Lebanese Prime Minister Saad Hariri will join a coalition government with Hezbollah, conceding defeat and handing the terrorist organization more political power than it ever had before.
Hariri, in an interview with the Italian newspaper La Repubblica while on a visit to Rome to meet with his Italian counterpart, Paolo Gentiloni, said that he and the Shi’ite jihadist group have “put aside” their differences to serve the country.
“The prime minister only thinks of the good of Lebanon, of finding the formulas and making the agreements that allow us to handle the problems of the country,” he was quoted as saying.
Thousands of Lebanese Shia rely on Hezbollah – deeply embedded into politics and society – for social, medical and financial support. According to the Italian newspaper, Hariri said that as premier, he seeks to find a national formula that preserves Lebanese unity.
Hariri succeeded his father, former prime minister Rafik Hariri, who was murdered in a 2005 car bombing blamed on Hezbollah. When asked about being in a government with the party accused of murdering his father, he responded by saying that he trusts that the Special Tribunal for Lebanon will find those responsible and “condemn the criminals.”
Formed in the 1980s with the help of Iran as a “resistance” group against the Israeli occupation of southern Lebanon, Hezbollah has since morphed into a semi-military organization with thousands of battle-hardened fighters and weaponry spread across the Middle East.
Lebanese President Michel Aoun in February defended Hezbollah’s massive arsenal in an interview with an Egyptian TV channel, calling it “an essential component” of the country’s efforts to defend itself.
“Hezbollah weapons are not contradictory to the state, but are an essential part in defending the country,” Aoun told the Egyptian TV network CBC Satellite Channel. “As long as a part of the territory is occupied by Israel, and as long as the army is not powerful enough to fight Israel, we feel the need to maintain the weapons of the resistance to complement the army.”
Lebanon claims that Mount Dov (Shaba Farms), part of the Golan Heights, belongs to Lebanon.
Hezbollah fighters “are originally from the south and whose land was occupied” by Israel, Aoun added.
When Hezbollah-friendly Aoun was elected in November, he vowed to “release what is left of our lands from the Israeli occupation.”
Last week Defense Minister Avigdor Liberman accused the Lebanese Army
of coming under Hezbollah’s control.
“We’re talking about Hezbollah and about the Lebanese military, and unfortunately this is the reality,” Liberman said, adding that the “Lebanese Army has lost its independence and has become an integral part of Hezbollah’s network.”
In August, the Lebanese Army, along with Hezbollah, recaptured an Islamic State enclave in the Qalamoun mountains on the Syrian border. The Lebanese Army said that it was not coordinating Syrian or Hezbollah photos being posted on social media, which show armored personnel carriers carrying a Hezbollah flag alongside a tank with a flag of Lebanon.
Turning to Syria, Hariri said that despite Iran’s mobilization there, it was Moscow that saved the Assad regime.
“Russia is now pushing for a political solution, and as Putin says, their work is in the interest of the entire country, not just one person,” he said, adding that he met with President Vladimir Putin, who has “committed himself to the stability of the region. Putin’s words on Syria count, for Iran and the region, and at this moment the unity of the Arab world is decisive.”

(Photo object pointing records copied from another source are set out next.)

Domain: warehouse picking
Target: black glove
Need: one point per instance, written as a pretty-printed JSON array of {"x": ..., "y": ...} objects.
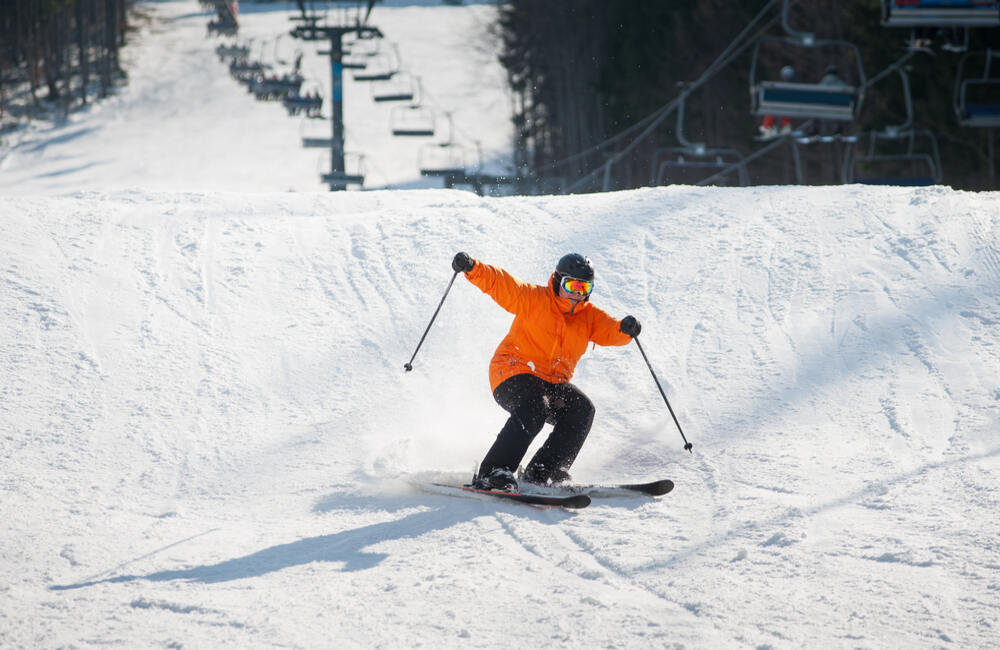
[
  {"x": 630, "y": 326},
  {"x": 463, "y": 263}
]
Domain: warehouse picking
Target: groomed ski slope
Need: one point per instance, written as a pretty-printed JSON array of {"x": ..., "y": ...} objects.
[{"x": 208, "y": 438}]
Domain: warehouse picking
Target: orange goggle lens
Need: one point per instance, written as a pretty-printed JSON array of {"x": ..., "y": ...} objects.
[{"x": 578, "y": 287}]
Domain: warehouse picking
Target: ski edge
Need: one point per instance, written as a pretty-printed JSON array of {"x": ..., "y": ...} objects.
[
  {"x": 574, "y": 501},
  {"x": 651, "y": 489}
]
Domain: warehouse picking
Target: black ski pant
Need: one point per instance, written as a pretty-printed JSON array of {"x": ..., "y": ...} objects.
[{"x": 531, "y": 402}]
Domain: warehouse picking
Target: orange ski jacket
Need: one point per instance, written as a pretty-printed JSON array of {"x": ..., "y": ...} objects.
[{"x": 548, "y": 336}]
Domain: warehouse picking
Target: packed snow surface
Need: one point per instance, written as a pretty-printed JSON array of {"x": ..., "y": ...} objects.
[{"x": 207, "y": 437}]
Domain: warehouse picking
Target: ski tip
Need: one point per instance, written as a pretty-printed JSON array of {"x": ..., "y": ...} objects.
[
  {"x": 578, "y": 501},
  {"x": 659, "y": 488}
]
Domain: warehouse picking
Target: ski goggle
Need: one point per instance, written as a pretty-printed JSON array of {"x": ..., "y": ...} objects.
[{"x": 576, "y": 286}]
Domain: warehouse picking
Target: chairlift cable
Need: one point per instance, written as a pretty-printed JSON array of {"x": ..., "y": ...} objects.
[{"x": 720, "y": 62}]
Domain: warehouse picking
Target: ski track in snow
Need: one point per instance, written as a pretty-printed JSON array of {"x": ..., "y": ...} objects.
[
  {"x": 208, "y": 419},
  {"x": 208, "y": 438}
]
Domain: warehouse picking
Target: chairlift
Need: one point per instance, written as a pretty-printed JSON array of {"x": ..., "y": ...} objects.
[
  {"x": 352, "y": 174},
  {"x": 271, "y": 88},
  {"x": 828, "y": 96},
  {"x": 977, "y": 98},
  {"x": 309, "y": 101},
  {"x": 447, "y": 159},
  {"x": 442, "y": 159},
  {"x": 940, "y": 13},
  {"x": 315, "y": 134},
  {"x": 897, "y": 155},
  {"x": 401, "y": 87},
  {"x": 910, "y": 157},
  {"x": 413, "y": 120},
  {"x": 824, "y": 99},
  {"x": 232, "y": 52},
  {"x": 692, "y": 162}
]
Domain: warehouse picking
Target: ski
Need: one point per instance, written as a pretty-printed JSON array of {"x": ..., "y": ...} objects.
[
  {"x": 652, "y": 489},
  {"x": 548, "y": 500}
]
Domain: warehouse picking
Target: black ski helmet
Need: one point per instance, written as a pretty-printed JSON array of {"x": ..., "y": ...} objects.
[{"x": 573, "y": 265}]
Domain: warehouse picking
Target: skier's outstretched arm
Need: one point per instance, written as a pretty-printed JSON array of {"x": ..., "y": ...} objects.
[{"x": 505, "y": 289}]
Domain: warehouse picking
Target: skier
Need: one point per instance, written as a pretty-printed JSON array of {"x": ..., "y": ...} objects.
[{"x": 531, "y": 369}]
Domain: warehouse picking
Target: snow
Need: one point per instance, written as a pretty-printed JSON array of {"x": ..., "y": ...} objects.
[{"x": 207, "y": 437}]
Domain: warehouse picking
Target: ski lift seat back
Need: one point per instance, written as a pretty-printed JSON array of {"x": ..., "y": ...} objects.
[
  {"x": 940, "y": 13},
  {"x": 791, "y": 99},
  {"x": 977, "y": 98}
]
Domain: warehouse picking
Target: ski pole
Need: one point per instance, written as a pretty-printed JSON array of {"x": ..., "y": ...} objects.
[
  {"x": 687, "y": 445},
  {"x": 409, "y": 366}
]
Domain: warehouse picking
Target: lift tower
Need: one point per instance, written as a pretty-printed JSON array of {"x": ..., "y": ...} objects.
[{"x": 310, "y": 30}]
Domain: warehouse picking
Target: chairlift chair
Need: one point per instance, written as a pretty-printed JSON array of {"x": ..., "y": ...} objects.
[
  {"x": 816, "y": 100},
  {"x": 413, "y": 120},
  {"x": 309, "y": 101},
  {"x": 977, "y": 98},
  {"x": 442, "y": 159},
  {"x": 908, "y": 157},
  {"x": 940, "y": 13},
  {"x": 401, "y": 87},
  {"x": 689, "y": 166}
]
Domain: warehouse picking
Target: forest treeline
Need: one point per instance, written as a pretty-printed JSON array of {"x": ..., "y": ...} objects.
[
  {"x": 59, "y": 51},
  {"x": 585, "y": 71}
]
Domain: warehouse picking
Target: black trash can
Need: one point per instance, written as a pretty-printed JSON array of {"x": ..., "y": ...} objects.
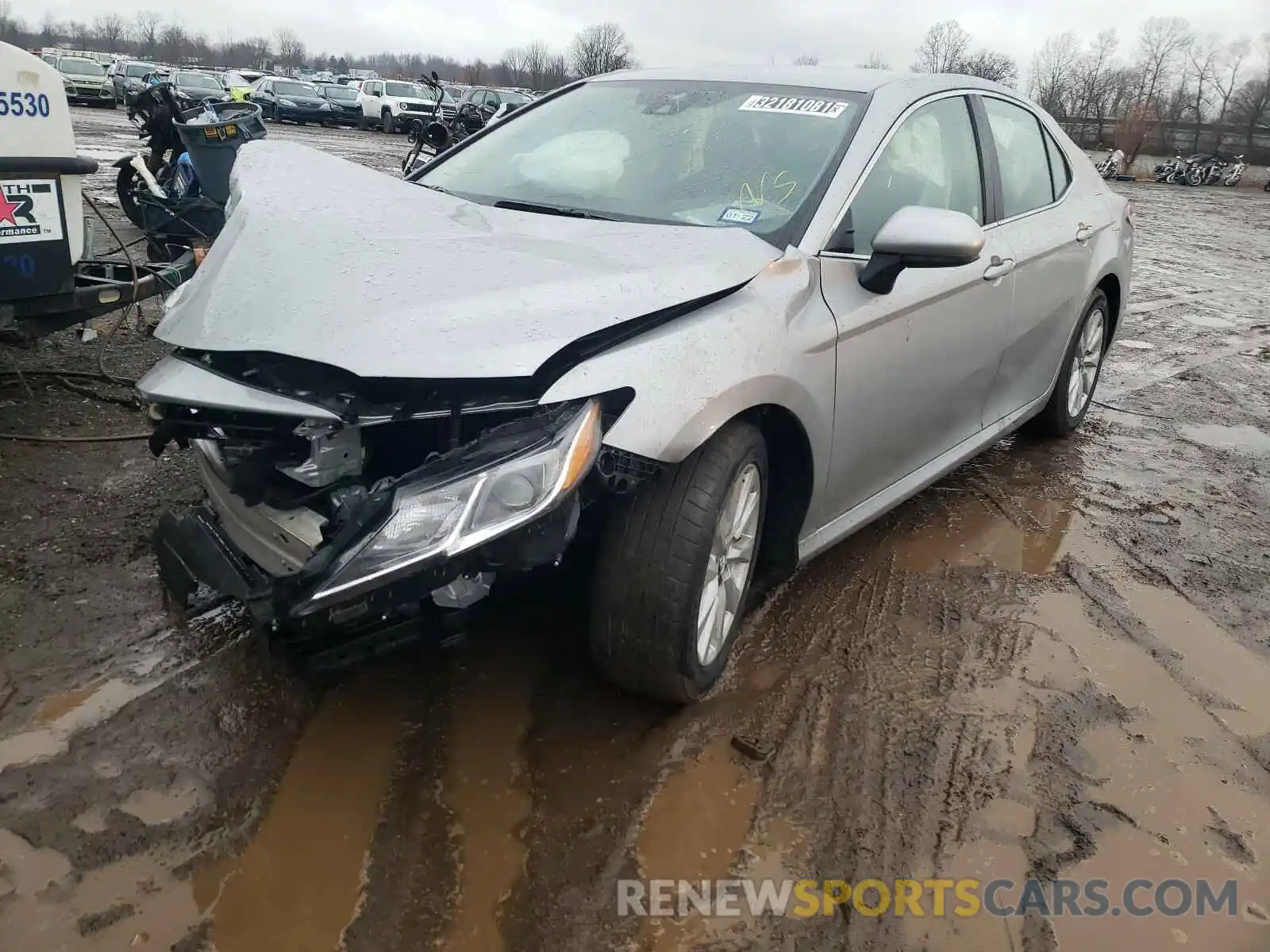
[{"x": 214, "y": 144}]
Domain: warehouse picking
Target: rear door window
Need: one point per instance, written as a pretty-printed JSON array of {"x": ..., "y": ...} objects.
[
  {"x": 1060, "y": 175},
  {"x": 1022, "y": 155}
]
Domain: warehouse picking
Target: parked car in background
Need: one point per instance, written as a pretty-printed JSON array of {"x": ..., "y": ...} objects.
[
  {"x": 495, "y": 103},
  {"x": 344, "y": 108},
  {"x": 290, "y": 101},
  {"x": 129, "y": 78},
  {"x": 239, "y": 83},
  {"x": 192, "y": 88},
  {"x": 394, "y": 105},
  {"x": 86, "y": 82}
]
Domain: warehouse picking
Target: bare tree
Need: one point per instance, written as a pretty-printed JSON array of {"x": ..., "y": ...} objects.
[
  {"x": 558, "y": 71},
  {"x": 1100, "y": 83},
  {"x": 291, "y": 48},
  {"x": 1161, "y": 46},
  {"x": 1203, "y": 59},
  {"x": 943, "y": 48},
  {"x": 1226, "y": 82},
  {"x": 511, "y": 67},
  {"x": 1052, "y": 79},
  {"x": 260, "y": 50},
  {"x": 148, "y": 32},
  {"x": 991, "y": 65},
  {"x": 111, "y": 31},
  {"x": 78, "y": 33},
  {"x": 537, "y": 57},
  {"x": 173, "y": 44},
  {"x": 10, "y": 22},
  {"x": 601, "y": 48}
]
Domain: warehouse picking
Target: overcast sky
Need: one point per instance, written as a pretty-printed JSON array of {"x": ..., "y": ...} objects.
[{"x": 673, "y": 32}]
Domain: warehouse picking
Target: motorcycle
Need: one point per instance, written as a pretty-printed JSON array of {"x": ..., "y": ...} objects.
[
  {"x": 1236, "y": 171},
  {"x": 1170, "y": 171},
  {"x": 162, "y": 194},
  {"x": 156, "y": 112},
  {"x": 1110, "y": 167},
  {"x": 440, "y": 133}
]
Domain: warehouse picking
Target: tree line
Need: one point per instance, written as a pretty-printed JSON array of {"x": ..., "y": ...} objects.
[{"x": 602, "y": 48}]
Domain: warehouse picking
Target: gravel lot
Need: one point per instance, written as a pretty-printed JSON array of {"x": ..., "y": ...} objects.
[{"x": 1053, "y": 663}]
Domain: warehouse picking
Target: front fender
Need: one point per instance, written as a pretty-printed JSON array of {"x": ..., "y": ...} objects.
[{"x": 772, "y": 343}]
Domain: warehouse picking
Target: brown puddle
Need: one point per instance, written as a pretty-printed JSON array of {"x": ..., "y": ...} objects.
[
  {"x": 1241, "y": 438},
  {"x": 59, "y": 704},
  {"x": 976, "y": 532},
  {"x": 65, "y": 715},
  {"x": 486, "y": 789},
  {"x": 695, "y": 828},
  {"x": 135, "y": 901},
  {"x": 298, "y": 882}
]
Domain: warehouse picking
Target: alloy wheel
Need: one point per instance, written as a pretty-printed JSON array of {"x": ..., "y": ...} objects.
[
  {"x": 1083, "y": 372},
  {"x": 732, "y": 555}
]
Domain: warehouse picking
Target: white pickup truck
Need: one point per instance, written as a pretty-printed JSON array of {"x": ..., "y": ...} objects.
[{"x": 394, "y": 105}]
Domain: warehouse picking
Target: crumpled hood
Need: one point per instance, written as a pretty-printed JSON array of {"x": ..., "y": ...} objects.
[{"x": 332, "y": 262}]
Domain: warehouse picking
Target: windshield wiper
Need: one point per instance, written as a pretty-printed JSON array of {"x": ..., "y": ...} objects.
[{"x": 549, "y": 209}]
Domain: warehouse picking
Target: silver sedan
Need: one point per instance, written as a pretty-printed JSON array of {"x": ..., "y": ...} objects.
[{"x": 691, "y": 328}]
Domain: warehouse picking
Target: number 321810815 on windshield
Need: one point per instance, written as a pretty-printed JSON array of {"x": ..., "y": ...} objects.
[{"x": 23, "y": 105}]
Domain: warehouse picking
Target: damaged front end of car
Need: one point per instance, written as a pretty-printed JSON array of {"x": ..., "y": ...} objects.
[{"x": 346, "y": 512}]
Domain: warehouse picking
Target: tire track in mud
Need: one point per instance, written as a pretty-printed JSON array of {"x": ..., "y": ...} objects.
[{"x": 874, "y": 761}]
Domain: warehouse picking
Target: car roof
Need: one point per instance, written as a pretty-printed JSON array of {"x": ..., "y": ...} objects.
[{"x": 840, "y": 78}]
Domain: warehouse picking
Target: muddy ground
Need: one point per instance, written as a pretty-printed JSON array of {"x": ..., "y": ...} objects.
[{"x": 1053, "y": 663}]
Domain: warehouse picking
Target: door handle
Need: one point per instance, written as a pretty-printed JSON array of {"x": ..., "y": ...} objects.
[{"x": 999, "y": 268}]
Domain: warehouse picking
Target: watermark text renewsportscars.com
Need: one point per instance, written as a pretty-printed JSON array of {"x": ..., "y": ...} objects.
[{"x": 922, "y": 898}]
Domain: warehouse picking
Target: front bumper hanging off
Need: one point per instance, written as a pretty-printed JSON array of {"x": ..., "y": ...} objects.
[{"x": 196, "y": 549}]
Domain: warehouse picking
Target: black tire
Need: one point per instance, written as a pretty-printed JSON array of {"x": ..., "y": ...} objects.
[
  {"x": 651, "y": 571},
  {"x": 126, "y": 186},
  {"x": 1057, "y": 419}
]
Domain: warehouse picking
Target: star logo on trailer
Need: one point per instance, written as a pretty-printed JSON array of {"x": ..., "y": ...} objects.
[{"x": 8, "y": 209}]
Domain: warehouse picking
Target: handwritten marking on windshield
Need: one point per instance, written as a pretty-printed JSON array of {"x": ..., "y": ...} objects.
[{"x": 783, "y": 181}]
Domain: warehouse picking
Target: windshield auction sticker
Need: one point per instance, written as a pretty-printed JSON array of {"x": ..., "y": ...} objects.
[
  {"x": 794, "y": 106},
  {"x": 29, "y": 211}
]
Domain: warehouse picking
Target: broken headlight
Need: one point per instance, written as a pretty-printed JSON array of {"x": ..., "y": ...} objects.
[{"x": 448, "y": 520}]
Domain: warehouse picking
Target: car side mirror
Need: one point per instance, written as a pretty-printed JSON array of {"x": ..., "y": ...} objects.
[{"x": 916, "y": 236}]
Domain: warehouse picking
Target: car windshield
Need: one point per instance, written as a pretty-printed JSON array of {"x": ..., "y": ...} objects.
[
  {"x": 679, "y": 152},
  {"x": 196, "y": 80},
  {"x": 406, "y": 89},
  {"x": 80, "y": 67},
  {"x": 294, "y": 89}
]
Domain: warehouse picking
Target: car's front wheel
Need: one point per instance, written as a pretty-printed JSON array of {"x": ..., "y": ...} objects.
[
  {"x": 1079, "y": 374},
  {"x": 675, "y": 568}
]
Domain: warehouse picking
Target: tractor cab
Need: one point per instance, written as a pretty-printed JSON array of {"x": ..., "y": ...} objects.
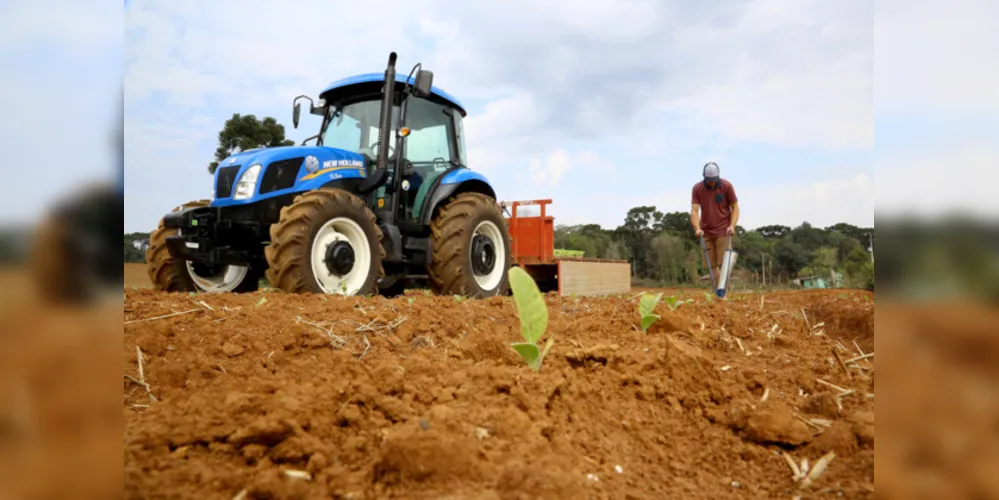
[{"x": 425, "y": 137}]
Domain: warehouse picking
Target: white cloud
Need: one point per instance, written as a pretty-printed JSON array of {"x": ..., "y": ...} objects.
[
  {"x": 553, "y": 169},
  {"x": 549, "y": 84},
  {"x": 939, "y": 56},
  {"x": 948, "y": 178}
]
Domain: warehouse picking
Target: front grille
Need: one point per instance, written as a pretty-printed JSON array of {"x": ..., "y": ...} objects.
[
  {"x": 280, "y": 175},
  {"x": 224, "y": 181}
]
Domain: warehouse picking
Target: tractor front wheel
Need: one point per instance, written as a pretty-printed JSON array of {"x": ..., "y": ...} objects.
[
  {"x": 327, "y": 241},
  {"x": 170, "y": 274},
  {"x": 471, "y": 248}
]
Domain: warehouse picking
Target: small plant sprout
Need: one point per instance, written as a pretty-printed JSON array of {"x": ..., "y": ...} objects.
[
  {"x": 672, "y": 302},
  {"x": 646, "y": 308},
  {"x": 533, "y": 316}
]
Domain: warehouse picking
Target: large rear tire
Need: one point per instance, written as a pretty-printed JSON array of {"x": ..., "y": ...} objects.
[
  {"x": 170, "y": 274},
  {"x": 471, "y": 248},
  {"x": 326, "y": 241}
]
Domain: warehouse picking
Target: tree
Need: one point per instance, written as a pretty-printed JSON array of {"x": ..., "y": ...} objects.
[
  {"x": 669, "y": 253},
  {"x": 245, "y": 132},
  {"x": 774, "y": 232},
  {"x": 822, "y": 263}
]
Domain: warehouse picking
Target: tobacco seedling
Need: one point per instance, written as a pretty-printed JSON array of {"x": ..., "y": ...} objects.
[
  {"x": 646, "y": 308},
  {"x": 533, "y": 316}
]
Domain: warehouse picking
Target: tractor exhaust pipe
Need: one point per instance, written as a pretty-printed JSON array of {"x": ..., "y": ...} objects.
[{"x": 378, "y": 177}]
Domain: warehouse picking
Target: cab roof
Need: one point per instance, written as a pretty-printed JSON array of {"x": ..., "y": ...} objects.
[{"x": 372, "y": 83}]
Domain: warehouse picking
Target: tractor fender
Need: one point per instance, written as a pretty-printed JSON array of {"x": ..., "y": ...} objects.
[{"x": 452, "y": 183}]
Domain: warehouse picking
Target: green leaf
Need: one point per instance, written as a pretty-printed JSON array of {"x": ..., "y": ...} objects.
[
  {"x": 672, "y": 303},
  {"x": 648, "y": 320},
  {"x": 530, "y": 305},
  {"x": 544, "y": 353},
  {"x": 647, "y": 304},
  {"x": 528, "y": 352}
]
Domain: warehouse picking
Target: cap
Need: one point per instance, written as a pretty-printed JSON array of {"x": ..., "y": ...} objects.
[{"x": 711, "y": 171}]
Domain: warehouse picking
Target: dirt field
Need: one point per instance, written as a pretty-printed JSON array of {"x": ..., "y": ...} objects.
[
  {"x": 135, "y": 276},
  {"x": 269, "y": 395}
]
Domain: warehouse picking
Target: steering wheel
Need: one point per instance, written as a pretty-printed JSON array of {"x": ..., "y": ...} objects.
[{"x": 439, "y": 161}]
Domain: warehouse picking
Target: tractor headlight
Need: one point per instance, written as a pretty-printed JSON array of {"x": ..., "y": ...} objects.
[{"x": 247, "y": 183}]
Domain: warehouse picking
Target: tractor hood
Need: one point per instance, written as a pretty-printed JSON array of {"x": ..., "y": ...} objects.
[
  {"x": 283, "y": 170},
  {"x": 324, "y": 156}
]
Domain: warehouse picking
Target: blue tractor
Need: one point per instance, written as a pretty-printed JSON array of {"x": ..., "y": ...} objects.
[{"x": 383, "y": 197}]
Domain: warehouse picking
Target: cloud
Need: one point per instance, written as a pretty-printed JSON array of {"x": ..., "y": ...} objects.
[
  {"x": 940, "y": 57},
  {"x": 553, "y": 89}
]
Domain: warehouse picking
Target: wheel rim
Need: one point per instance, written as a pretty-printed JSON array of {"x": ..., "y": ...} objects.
[
  {"x": 487, "y": 255},
  {"x": 341, "y": 257},
  {"x": 224, "y": 279}
]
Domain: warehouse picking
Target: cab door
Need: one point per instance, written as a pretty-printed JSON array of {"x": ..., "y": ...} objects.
[{"x": 431, "y": 148}]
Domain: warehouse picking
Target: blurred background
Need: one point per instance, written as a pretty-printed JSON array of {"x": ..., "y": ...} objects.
[{"x": 936, "y": 125}]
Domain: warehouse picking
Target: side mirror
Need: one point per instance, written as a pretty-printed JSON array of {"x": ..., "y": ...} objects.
[{"x": 424, "y": 80}]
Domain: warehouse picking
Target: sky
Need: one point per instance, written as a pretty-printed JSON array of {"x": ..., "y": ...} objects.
[{"x": 601, "y": 106}]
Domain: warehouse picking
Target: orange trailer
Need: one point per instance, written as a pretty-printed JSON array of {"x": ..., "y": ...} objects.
[{"x": 533, "y": 249}]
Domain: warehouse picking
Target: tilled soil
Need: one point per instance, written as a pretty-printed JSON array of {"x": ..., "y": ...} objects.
[{"x": 269, "y": 395}]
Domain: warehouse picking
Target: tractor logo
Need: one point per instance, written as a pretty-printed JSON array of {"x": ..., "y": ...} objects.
[{"x": 311, "y": 163}]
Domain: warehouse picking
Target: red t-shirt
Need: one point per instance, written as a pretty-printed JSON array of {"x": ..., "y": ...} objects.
[{"x": 716, "y": 205}]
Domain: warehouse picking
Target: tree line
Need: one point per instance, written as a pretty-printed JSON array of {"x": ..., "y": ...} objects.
[{"x": 663, "y": 250}]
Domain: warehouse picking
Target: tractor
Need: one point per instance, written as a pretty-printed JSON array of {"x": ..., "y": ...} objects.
[{"x": 384, "y": 197}]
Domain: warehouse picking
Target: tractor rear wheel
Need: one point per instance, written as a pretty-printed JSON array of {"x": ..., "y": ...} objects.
[
  {"x": 326, "y": 241},
  {"x": 170, "y": 274},
  {"x": 471, "y": 248}
]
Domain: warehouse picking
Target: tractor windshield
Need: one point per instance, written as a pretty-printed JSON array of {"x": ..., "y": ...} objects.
[{"x": 354, "y": 127}]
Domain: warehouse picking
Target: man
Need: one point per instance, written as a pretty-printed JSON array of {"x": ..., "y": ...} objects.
[{"x": 714, "y": 213}]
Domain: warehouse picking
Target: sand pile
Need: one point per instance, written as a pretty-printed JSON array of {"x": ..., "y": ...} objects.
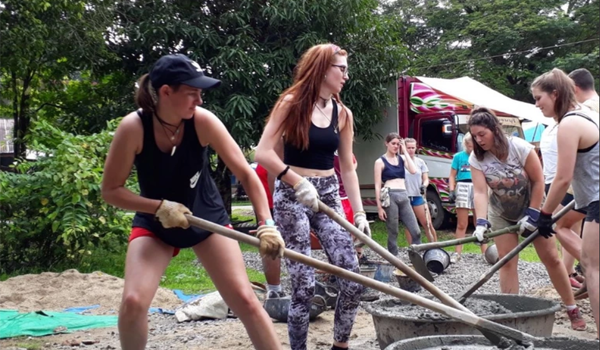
[{"x": 57, "y": 291}]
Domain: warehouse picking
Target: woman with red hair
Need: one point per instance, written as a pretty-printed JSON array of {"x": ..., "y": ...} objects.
[{"x": 314, "y": 124}]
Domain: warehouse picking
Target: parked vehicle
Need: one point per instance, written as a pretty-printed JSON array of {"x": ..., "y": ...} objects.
[{"x": 435, "y": 112}]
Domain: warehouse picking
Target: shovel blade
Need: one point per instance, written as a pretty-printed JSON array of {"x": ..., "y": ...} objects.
[{"x": 419, "y": 265}]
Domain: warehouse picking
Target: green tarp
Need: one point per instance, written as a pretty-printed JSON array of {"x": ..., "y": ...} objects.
[{"x": 40, "y": 323}]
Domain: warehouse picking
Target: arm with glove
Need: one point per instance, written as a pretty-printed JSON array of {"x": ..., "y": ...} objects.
[{"x": 480, "y": 188}]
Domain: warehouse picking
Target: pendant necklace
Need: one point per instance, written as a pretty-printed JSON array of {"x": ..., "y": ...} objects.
[{"x": 172, "y": 138}]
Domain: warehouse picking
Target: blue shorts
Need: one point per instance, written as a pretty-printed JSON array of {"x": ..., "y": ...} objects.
[{"x": 415, "y": 201}]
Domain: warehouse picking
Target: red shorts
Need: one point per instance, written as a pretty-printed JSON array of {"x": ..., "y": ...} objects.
[
  {"x": 142, "y": 232},
  {"x": 348, "y": 210}
]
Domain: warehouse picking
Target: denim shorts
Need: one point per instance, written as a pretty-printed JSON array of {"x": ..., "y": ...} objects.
[
  {"x": 566, "y": 200},
  {"x": 593, "y": 212},
  {"x": 415, "y": 201}
]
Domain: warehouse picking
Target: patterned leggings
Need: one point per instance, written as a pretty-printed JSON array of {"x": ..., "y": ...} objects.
[{"x": 295, "y": 221}]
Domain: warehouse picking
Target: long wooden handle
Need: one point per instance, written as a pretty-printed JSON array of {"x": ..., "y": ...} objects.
[
  {"x": 482, "y": 324},
  {"x": 453, "y": 242},
  {"x": 489, "y": 273},
  {"x": 414, "y": 275}
]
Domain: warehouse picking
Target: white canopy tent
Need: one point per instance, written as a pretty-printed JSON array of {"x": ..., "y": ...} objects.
[{"x": 474, "y": 92}]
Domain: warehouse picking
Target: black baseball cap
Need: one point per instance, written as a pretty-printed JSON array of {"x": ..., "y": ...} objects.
[{"x": 180, "y": 69}]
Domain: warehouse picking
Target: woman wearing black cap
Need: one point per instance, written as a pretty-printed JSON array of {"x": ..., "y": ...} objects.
[
  {"x": 313, "y": 123},
  {"x": 167, "y": 141}
]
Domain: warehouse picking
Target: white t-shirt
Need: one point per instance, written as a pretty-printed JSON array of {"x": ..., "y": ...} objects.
[
  {"x": 508, "y": 181},
  {"x": 415, "y": 181},
  {"x": 548, "y": 147},
  {"x": 593, "y": 104}
]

But according to Hariri, allowing Bashar Assad to remain the leader of Syria would be a major mistake.
“In Syria, everything started with the people demanding reform [and] democracy. The regime began killing their own citizens and a civil war began.”
As for the increased tensions between the United States and Iran, Hariri said that Lebanon “wants good relations with all countries in the region, and we hope that in the midst of the confrontation between the United States and Iran, we will avoid any negative repercussions on our country.
“However,” he continued, “I also say that interference in the internal affairs of Arab countries is absolutely unacceptable, and Iran should play a positive role that will help in economic development and security, and not contribute to destabilization.”
Israel and Hezbollah fought a deadly 33-day war in 2006, which came to an end after UN Security Council Resolution 1701, which called for the disarmament of Hezbollah, the withdrawal of the Israeli army from Lebanon, and the deployment of the Lebanese Army and an enlarged UN force in the south.